Relationships of any sort, to be meaningful and effective, must be reciprocal. This is obviously true in a relationship between husband and wife. And it’s true in a relationship between parent and children. Parents give so much to their children, and at a certain time in the relationship, the children begin to give back so much to the parents.
Throughout Tanach, we see relationships that fail when there isn’t a certain reciprocity.
When Adam and Chava are placed in the Garden of Eden, and they are passive in their relationship with God – they have no requirements – the relationship really fails.
Adam and Chava are banished from the Garden of Eden, and only then do they play an active role, a meaningful role, a strong role, in a relationship with God.
In fact, we’re told on the first Saturday night that Adam and Eve are outside of the Garden of Eden, they actually – with God – they create fire [Pesachim 54a].
And that is also true about reciprocity in a relationship between God and the Jewish people.
When God gives the Jewish people the first set of Luchot, our Rabbis tell us throughout the Midrashim, that God gives the Jewish people the Written and Oral Law together. [See Drasha 18 of the Beit haLevi, who elaborates on this point].
The role of the Jewish people is simply to be the receptacle of the Torah, but they really don’t play any role in developing the Torah.
And what happens to the first Luchot? What happens to this Torah, for which there is no Oral Tradition at all, and in which everything is written? That relationship fails.
When the Jewish people are passive, when there’s no engagement from their side in the relationship with God, that is a relationship that cannot work. And therefore, that set of Luchot are shattered [Exodus 32:19].
Those Luchot had a purpose. They demonstrate God’s interest in creating a covenant with the Jewish people and with all of society. But they fail because they cannot endure if etched within the covenant, the Jewish people are not a partner in the relationship and are not active.
And in this week’s Torah portion, Ekev, when we are told about the second Luchot, the Torah is very clear about what happens with the second writing by Moshe:
בעת ההוא אמר ה’ אלי פסל־לך שני־לוחת אבנים כראשנים…
God tells Moshe, ‘Write a second set of tablets that are like the first ones…’ [Deuteronomy 10:1]
They’re not exactly the same; they’re “ka-rishonim”, like the first ones.
And the text continues:
ואכתוב על הלוחות את הדברים אשר היו על הלוחות הראשונים אשר שיברת
And what does Moshe communicate?
‘I wrote on the second set of Tablets the messages that were found on the first Tablets when they were broken.’

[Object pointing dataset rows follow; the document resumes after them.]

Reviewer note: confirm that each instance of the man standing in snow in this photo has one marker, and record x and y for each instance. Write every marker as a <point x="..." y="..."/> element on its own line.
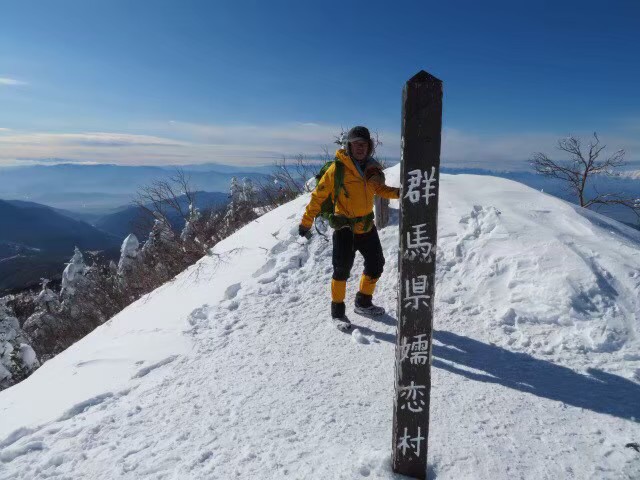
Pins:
<point x="361" y="178"/>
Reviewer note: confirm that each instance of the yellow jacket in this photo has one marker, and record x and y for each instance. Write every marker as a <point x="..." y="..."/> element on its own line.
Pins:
<point x="356" y="196"/>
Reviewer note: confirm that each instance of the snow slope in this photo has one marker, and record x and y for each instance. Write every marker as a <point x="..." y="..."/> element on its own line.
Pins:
<point x="233" y="371"/>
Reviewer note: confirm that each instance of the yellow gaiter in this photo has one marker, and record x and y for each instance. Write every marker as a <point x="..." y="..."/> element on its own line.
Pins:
<point x="367" y="284"/>
<point x="338" y="290"/>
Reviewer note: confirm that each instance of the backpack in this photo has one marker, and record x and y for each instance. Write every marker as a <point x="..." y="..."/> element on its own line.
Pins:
<point x="327" y="209"/>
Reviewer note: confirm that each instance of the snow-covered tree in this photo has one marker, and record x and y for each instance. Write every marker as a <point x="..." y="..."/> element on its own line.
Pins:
<point x="235" y="190"/>
<point x="189" y="230"/>
<point x="248" y="191"/>
<point x="128" y="254"/>
<point x="73" y="274"/>
<point x="47" y="300"/>
<point x="17" y="358"/>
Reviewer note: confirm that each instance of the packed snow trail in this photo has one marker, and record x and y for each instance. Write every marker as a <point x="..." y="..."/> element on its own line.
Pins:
<point x="234" y="370"/>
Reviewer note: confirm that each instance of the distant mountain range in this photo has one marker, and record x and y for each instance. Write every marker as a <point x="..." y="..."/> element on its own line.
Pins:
<point x="36" y="241"/>
<point x="91" y="190"/>
<point x="134" y="219"/>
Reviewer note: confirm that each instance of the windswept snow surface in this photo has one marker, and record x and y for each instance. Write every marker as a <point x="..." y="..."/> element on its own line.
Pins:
<point x="234" y="371"/>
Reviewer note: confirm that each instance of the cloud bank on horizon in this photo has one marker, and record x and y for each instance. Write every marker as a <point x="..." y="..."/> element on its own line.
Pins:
<point x="175" y="143"/>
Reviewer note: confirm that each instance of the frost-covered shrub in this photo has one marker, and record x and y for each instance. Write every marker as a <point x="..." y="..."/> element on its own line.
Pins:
<point x="17" y="358"/>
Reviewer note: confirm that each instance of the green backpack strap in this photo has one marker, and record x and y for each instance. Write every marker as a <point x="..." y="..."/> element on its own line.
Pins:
<point x="338" y="180"/>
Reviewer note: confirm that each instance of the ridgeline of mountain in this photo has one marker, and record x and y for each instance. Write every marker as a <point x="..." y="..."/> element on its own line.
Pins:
<point x="134" y="219"/>
<point x="234" y="370"/>
<point x="36" y="241"/>
<point x="100" y="188"/>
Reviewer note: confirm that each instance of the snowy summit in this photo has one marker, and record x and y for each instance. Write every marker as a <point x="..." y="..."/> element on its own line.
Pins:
<point x="233" y="369"/>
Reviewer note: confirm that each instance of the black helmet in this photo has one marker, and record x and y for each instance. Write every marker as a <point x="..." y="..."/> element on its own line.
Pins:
<point x="359" y="133"/>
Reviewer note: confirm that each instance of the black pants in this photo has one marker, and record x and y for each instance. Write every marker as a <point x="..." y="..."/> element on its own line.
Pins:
<point x="345" y="246"/>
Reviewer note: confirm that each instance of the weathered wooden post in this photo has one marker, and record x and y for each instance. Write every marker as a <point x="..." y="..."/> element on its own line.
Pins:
<point x="420" y="173"/>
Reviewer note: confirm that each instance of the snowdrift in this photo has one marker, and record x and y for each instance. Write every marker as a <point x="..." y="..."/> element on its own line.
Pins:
<point x="233" y="371"/>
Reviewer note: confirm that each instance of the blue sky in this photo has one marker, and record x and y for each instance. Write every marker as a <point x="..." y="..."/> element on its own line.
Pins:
<point x="157" y="82"/>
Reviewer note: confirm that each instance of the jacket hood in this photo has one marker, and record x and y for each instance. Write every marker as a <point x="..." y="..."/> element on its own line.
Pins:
<point x="343" y="156"/>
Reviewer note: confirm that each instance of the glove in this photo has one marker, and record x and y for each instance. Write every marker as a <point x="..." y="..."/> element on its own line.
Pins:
<point x="304" y="232"/>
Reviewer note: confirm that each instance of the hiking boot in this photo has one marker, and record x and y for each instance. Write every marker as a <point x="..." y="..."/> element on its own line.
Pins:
<point x="339" y="318"/>
<point x="365" y="307"/>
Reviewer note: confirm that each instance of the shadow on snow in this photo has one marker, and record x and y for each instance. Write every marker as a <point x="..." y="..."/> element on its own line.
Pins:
<point x="596" y="390"/>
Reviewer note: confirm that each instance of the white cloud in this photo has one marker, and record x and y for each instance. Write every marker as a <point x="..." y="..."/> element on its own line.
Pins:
<point x="7" y="81"/>
<point x="182" y="143"/>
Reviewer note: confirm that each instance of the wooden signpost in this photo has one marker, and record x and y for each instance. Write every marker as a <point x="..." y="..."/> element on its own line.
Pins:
<point x="420" y="173"/>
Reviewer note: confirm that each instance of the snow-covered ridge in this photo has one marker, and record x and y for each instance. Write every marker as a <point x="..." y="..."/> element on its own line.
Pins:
<point x="232" y="369"/>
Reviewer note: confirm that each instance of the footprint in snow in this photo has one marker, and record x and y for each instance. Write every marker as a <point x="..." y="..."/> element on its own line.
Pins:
<point x="358" y="337"/>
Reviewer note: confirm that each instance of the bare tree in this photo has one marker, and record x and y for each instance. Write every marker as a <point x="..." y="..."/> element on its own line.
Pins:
<point x="163" y="196"/>
<point x="582" y="165"/>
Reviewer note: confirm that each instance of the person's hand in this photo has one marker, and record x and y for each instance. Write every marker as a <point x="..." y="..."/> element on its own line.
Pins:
<point x="304" y="232"/>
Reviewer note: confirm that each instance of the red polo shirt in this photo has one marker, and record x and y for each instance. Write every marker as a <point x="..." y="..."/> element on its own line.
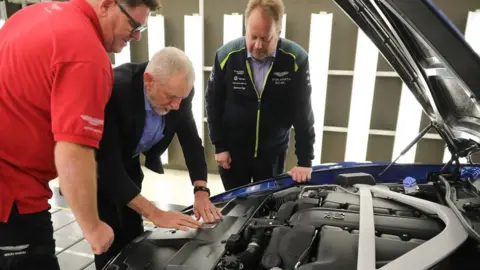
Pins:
<point x="55" y="79"/>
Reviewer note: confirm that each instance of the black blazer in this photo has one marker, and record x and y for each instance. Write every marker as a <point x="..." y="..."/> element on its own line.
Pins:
<point x="119" y="173"/>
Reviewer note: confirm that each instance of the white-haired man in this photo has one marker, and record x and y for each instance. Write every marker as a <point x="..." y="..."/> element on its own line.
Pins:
<point x="150" y="103"/>
<point x="56" y="78"/>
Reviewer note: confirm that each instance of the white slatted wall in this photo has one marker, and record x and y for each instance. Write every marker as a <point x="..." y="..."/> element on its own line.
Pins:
<point x="194" y="49"/>
<point x="365" y="73"/>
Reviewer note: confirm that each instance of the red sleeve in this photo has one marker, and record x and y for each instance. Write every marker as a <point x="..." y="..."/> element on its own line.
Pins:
<point x="79" y="94"/>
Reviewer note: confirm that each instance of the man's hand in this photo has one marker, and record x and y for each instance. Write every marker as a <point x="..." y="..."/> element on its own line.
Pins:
<point x="204" y="208"/>
<point x="223" y="159"/>
<point x="301" y="174"/>
<point x="100" y="238"/>
<point x="171" y="219"/>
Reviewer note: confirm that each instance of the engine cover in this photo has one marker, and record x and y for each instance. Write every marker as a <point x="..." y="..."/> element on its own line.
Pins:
<point x="338" y="249"/>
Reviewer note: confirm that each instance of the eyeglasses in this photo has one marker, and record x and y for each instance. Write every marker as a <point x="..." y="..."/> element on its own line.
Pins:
<point x="137" y="27"/>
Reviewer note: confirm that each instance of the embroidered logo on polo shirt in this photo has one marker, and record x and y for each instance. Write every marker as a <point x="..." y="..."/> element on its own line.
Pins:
<point x="91" y="120"/>
<point x="281" y="74"/>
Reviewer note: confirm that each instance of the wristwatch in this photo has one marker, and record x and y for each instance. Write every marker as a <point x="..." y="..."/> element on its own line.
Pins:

Meaning, when there was a bifurcation between the Oral and the Written Tradition; when there was no longer this idea that God would give the Jewish people both the Oral and Written Torah together.
That the Jewish People would now be responsible for writing part of the Torah, and God would be responsible for writing part of the Torah.
That God would give the Jewish People the Written Torah, and it was the responsibility to communicate the messages of the Oral Tradition from generation to generation.
That every generation would build on the messages of the generation of the past, that now the Jewish People had a role.
That is the promise of the second Luchot, of the second Tablets: a new paradigm of the relationship between God and the Jewish people.
It highlights the responsibility that each and every one of us has, not only to internalize the messages of the Torah, but to have the courage, and more importantly, the knowledge, to be able to build the next floor on what Torah is all about.
Judaism can only survive, and more importantly, can only thrive and be eternal, when we have the knowledge and the courage to build the next step, the next floor, in our relationship to God, based on Torah principles.
A Judaism and a Torah that engages with modern challenges and makes Torah the eternal book that it continues to be.